Parsing combinators

I’ve found myself in need of parsing strings of the form:

r + e + c + u - r - s - i - o - n    t + o - o - e + a - s - y
r + e - c - u - r - s + i + o - n    t - o + o - e + a - s - y

r + e - c + u + r - s - i - o + n    t + o - o + e - a - s + y
r - e + c + u - r + s - i + o - n    t - o + o + e - a - s + y
                                     t - o - o - e + a + s + y

r - e - c - u + r - s - i + o + n    t + o - o - e - a + s - y
                                     t - o + o - e - a + s - y

I decided to try using parsing combinators:

class ParseAll extends RegexParsers:
   override val whiteSpace: Regex = """\h+""".r

   def nl: Parser[Any]  = """\v""".r     // one newline
   def nl2: Parser[Any] = """\v{2,}""".r // two or more newlines

   def all: Parser[Set[Set[Int]]] = repsep(par, nl2) <~ rep(nl) ^^ (_.toSet) // sequence of paragraphs

   def par: Parser[Set[Int]] = rep1sep(line, nl) ^^ (_.toSet.flatten) // sequence of lines

   def line: Parser[Set[Int]] = repNM(1, 2, sum) ^^ (_.toSet) // 1 or 2 sums

   def sum: Parser[Int] = chainl1(letter, plus | minus)

   def plus: Parser[(Int, Int) => Int] = "+" ^^ (_ => (x: Int, y: Int) => x + y)

   def minus: Parser[(Int, Int) => Int] = "-" ^^ (_ => (x: Int, y: Int) => x - y)

   def letter: Parser[Int] = """\p{Alpha}""".r ^^ (_.head.toInt) // single letter

This is concise and does exactly what I need. (The columns in the input are actually meaningful but I plan to write another parser for that.) My question is more of a matter of style and use of features. Is this the right way to handle the fact that blank lines are meaningful in the input? For instance, the <~ rep(nl) in the first rule looks weird to me, but I need to handle potential newlines at the end of the file. Also, is there a more generic way of saying: “I want repetitions to be parsed as sets instead of sequences”?

Thanks in advance for any feedback.

I’d think it’s natural and unavoidable for syntactically relevant whitespace to show up in the grammar. (Occasionally I might even be tempted to move these to a declaration of their own in order to have a speaking name, e.g. def termLines: Parser[Unit] = rep(nl))

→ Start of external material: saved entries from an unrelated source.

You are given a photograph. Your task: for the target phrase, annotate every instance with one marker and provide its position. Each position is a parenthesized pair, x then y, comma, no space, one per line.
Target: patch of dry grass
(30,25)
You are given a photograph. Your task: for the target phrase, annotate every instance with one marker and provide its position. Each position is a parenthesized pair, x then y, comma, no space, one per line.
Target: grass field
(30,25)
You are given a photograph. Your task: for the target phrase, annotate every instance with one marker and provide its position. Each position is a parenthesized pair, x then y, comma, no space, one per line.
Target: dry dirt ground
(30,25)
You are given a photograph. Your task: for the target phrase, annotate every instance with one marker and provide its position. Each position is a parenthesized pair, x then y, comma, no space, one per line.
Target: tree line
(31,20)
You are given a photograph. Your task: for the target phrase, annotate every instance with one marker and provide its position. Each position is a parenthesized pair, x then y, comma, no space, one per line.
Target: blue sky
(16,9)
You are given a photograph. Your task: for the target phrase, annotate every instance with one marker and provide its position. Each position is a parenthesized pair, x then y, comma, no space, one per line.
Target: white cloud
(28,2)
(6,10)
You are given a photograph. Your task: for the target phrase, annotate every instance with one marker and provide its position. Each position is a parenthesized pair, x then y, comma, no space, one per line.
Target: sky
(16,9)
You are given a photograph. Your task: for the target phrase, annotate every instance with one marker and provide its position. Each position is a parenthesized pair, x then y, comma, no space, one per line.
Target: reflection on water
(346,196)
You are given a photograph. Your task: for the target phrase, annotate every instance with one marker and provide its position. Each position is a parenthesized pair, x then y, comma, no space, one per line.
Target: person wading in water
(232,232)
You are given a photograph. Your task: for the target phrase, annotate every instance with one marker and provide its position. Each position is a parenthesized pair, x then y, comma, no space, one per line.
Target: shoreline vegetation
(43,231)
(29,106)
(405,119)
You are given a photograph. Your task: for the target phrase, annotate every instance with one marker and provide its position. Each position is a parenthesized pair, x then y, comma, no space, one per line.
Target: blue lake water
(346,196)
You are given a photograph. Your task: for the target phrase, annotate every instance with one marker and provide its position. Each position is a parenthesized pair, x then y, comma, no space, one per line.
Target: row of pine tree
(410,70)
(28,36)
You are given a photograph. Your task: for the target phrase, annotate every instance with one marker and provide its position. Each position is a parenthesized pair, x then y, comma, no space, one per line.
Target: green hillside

As for the Set rep result - just for reference, in cats-parse there’s a mechanism for rep target mapping, so you could do

given[A]: Accumulator0[A, Set[A]] =
  () => Appender.fromBuilder(Set.newBuilder[A])

val line: Parser[Set[Int]] = sum.repAs(1, 2)

…but this doesn’t seem to extend to the repSep variants, and recreating this for SCP would probably be a little excessive, anyway. :slightly_smiling_face: Pragmatically, I’d probably just kick in an extension method for the concrete case, e.g.

extension [A](p: Parser[List[A]])
  def set: Parser[Set[A]] = p.map(_.toSet)

def all: Parser[Set[Set[Int]]] = repsep(par, nl2).set <~ rep(nl)
2 Likes